# M.s. Trinidad & M.s. Hawaiian Pilot



## hasse neren

Hello,
can anybody help me in finding photos or any inf. of the cargoliner,
M.S. TRINIDAD from Trinidad Lines and the c-3 freighter HAWAIIAN PILOT from Matson Lines.
Hasse.


----------



## john shaw

Hawaiian Pilot:

http://www.usmm.net/matson.html

http://channelislands.noaa.gov/shipwreck/dbase/gfmns/jacobluckenbach1.html

http://www.theshipslist.com/ships/lines/oceanic.htm (see Sonoma 2)

Revell make a plastic model kit of Hawaiian Pilot, and Imex do a plastic kit of Trinidad (see the following)
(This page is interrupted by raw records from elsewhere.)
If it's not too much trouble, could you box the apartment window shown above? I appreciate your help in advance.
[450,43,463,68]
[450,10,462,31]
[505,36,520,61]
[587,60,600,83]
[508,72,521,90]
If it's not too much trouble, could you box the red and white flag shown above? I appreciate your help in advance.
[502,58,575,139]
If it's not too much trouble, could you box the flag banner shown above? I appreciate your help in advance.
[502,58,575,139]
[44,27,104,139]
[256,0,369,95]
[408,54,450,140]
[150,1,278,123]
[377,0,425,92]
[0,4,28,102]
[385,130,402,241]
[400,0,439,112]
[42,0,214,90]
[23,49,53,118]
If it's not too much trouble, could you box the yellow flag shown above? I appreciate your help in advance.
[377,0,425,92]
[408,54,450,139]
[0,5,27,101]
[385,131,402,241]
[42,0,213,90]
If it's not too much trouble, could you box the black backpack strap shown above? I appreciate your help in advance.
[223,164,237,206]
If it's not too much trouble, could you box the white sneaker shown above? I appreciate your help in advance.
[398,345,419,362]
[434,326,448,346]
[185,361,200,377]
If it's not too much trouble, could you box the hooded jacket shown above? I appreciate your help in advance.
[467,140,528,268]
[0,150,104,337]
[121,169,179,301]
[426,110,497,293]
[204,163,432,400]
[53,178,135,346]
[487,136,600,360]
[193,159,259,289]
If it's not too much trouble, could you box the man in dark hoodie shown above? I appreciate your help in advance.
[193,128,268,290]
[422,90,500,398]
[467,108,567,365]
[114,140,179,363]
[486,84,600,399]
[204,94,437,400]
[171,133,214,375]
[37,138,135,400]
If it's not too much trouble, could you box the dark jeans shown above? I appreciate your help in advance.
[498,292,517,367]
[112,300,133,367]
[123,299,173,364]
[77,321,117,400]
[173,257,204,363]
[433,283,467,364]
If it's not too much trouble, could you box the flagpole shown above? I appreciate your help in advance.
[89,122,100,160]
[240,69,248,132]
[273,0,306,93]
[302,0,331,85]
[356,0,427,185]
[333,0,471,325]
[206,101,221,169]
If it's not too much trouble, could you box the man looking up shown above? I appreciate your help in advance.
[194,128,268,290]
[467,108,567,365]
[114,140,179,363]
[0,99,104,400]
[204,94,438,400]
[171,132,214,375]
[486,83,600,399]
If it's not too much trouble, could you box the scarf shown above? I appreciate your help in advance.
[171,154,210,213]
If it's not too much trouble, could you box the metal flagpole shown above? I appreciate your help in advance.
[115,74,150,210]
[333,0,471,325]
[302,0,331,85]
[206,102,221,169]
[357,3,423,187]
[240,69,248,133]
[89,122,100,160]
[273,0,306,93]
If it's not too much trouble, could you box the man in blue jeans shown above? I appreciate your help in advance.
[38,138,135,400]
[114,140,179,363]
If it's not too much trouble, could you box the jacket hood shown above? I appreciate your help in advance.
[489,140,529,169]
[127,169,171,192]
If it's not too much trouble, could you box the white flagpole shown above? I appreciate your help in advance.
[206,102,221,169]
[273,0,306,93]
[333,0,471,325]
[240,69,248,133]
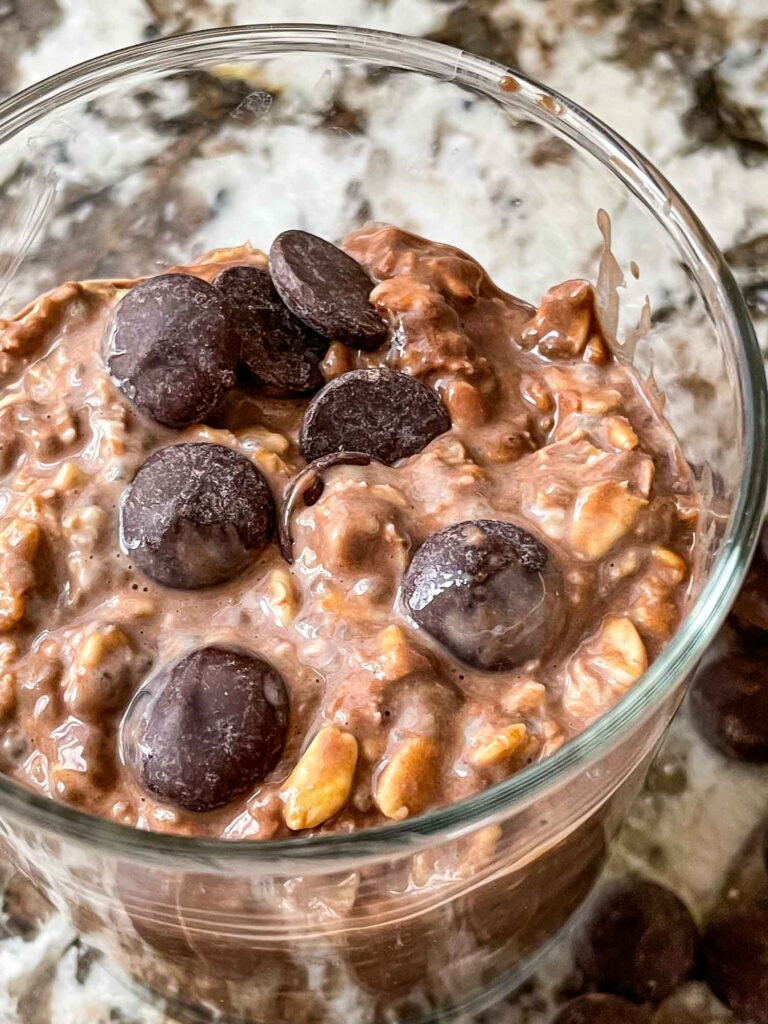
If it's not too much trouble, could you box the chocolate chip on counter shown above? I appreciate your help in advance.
[269,230,387,349]
[299,368,451,465]
[690,643,768,763]
[104,273,240,429]
[552,993,649,1024]
[122,646,288,811]
[402,519,563,672]
[278,452,371,565]
[575,878,696,1002]
[701,898,768,1024]
[213,266,328,396]
[121,443,275,590]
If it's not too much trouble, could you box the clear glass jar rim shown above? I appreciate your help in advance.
[0,24,768,870]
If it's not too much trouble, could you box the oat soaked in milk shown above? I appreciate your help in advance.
[0,227,697,839]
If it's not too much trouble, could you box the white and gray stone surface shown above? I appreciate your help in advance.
[0,0,768,1024]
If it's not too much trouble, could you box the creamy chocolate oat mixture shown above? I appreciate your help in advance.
[0,227,697,839]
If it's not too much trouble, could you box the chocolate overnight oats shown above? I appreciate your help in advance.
[0,226,698,839]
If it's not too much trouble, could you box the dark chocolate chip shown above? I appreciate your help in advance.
[402,519,563,672]
[123,646,288,811]
[213,266,328,396]
[552,993,648,1024]
[104,273,240,429]
[701,899,768,1024]
[299,368,451,465]
[278,452,371,564]
[575,878,696,1002]
[269,231,387,349]
[121,443,275,590]
[690,644,768,763]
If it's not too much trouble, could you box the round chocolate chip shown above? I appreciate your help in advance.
[213,266,328,396]
[122,646,288,811]
[575,878,696,1002]
[690,644,768,763]
[552,993,648,1024]
[299,369,451,465]
[269,231,387,349]
[104,273,240,429]
[402,519,563,672]
[121,443,275,590]
[701,898,768,1024]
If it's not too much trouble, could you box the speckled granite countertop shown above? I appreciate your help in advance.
[0,0,768,1024]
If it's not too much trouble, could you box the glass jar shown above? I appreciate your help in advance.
[0,25,766,1024]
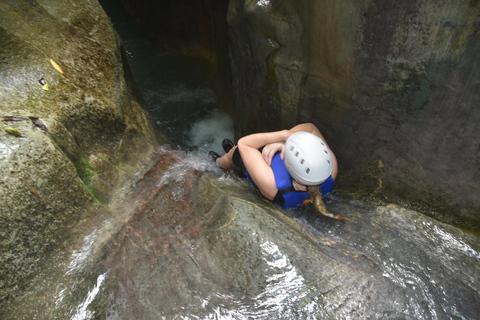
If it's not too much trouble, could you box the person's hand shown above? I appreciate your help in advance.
[262,142,285,166]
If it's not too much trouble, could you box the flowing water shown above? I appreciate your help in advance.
[100,1,233,154]
[4,1,480,320]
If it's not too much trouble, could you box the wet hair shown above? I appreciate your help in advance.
[306,186,349,220]
[307,186,329,216]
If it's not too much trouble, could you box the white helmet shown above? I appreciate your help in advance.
[285,131,333,186]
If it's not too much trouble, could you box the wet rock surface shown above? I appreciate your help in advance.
[227,0,480,231]
[5,149,480,319]
[0,0,166,306]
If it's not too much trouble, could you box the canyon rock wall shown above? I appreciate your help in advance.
[123,0,480,230]
[0,0,166,305]
[227,0,480,229]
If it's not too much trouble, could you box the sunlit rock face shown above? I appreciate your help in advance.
[227,0,480,228]
[0,0,165,304]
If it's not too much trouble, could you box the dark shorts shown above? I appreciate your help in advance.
[232,148,247,178]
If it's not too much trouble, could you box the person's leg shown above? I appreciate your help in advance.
[216,146,237,170]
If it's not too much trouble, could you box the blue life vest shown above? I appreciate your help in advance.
[245,153,333,208]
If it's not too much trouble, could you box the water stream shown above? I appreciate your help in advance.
[4,1,480,320]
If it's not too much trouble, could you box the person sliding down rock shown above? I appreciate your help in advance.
[208,123,346,219]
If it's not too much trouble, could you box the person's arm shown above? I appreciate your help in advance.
[262,123,338,180]
[237,130,293,200]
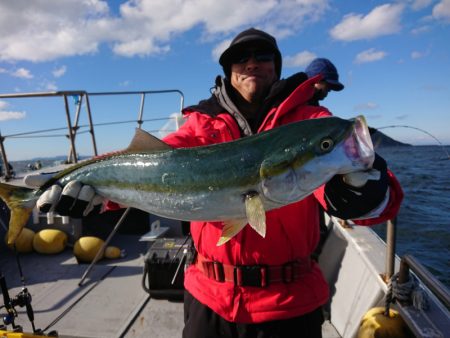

http://modelshipbuilding.com/trinidad.htm

http://www.bathmodelcentre.com/catalog/catalog/product_info.php?products_id=2134


----------



## hasse neren

Thank´s John, for your info.
I have being on this links before but i cant find any photo of the Hawaian Pilot or sistership. The only pic. i found is the bow pic. of her. I´m trying to build this ships as models an can´t find any pictures at all of her or M.S. TRINIDAD. Can´t make find replicas of them without good ref. photos.
Thank´s again John for your reply and your time in this problem for me. Hasse.


----------



## danube4

*M.V,Trinidad*

Hasse, hope this is the one you are looking for.
All the best.
Barney.


----------



## danube4

*Hawaiian pilot*

Hasse,I hope this is the one you are looking for.
All the best.
Barney.


----------



## hasse neren

Thank´s Barney for the photos, yes this is the models i´m right no building. But the problem is that i can´t find any good fotos or info. of the real ship. And that makes it hard for me to make them in to good replicas of the real ships.
Thank´s for your reply to me and for your time.
Hasse


----------



## vectiscol

As John Shaw has indicated, there was a plastic kit of Hawaiian Pilot. My uncle, who was a chief engineer with Manchester Liners, brought one back from the USA or Canada as a Christmas present for me c.1957. It was brilliant, and there was nothing as large or as good to be bought in Britain at that time.

Best of luck
vectiscol


----------



## hasse neren

hello vectisol.
In the 60`s when i was a kid i could not find it in Sweden. In the 70`s when i was sailing on the Johnson Line to the States i did se it in the stores but did not buy it. Now it´s year 2006 and i have it. Now it´s time to do the best of the old Revell kit that´s dates back to 1955. That´s the reasen why i try so hard to find photos of the real ship. But that is not easy.
Have a nice day Vectisol, Hasse.


----------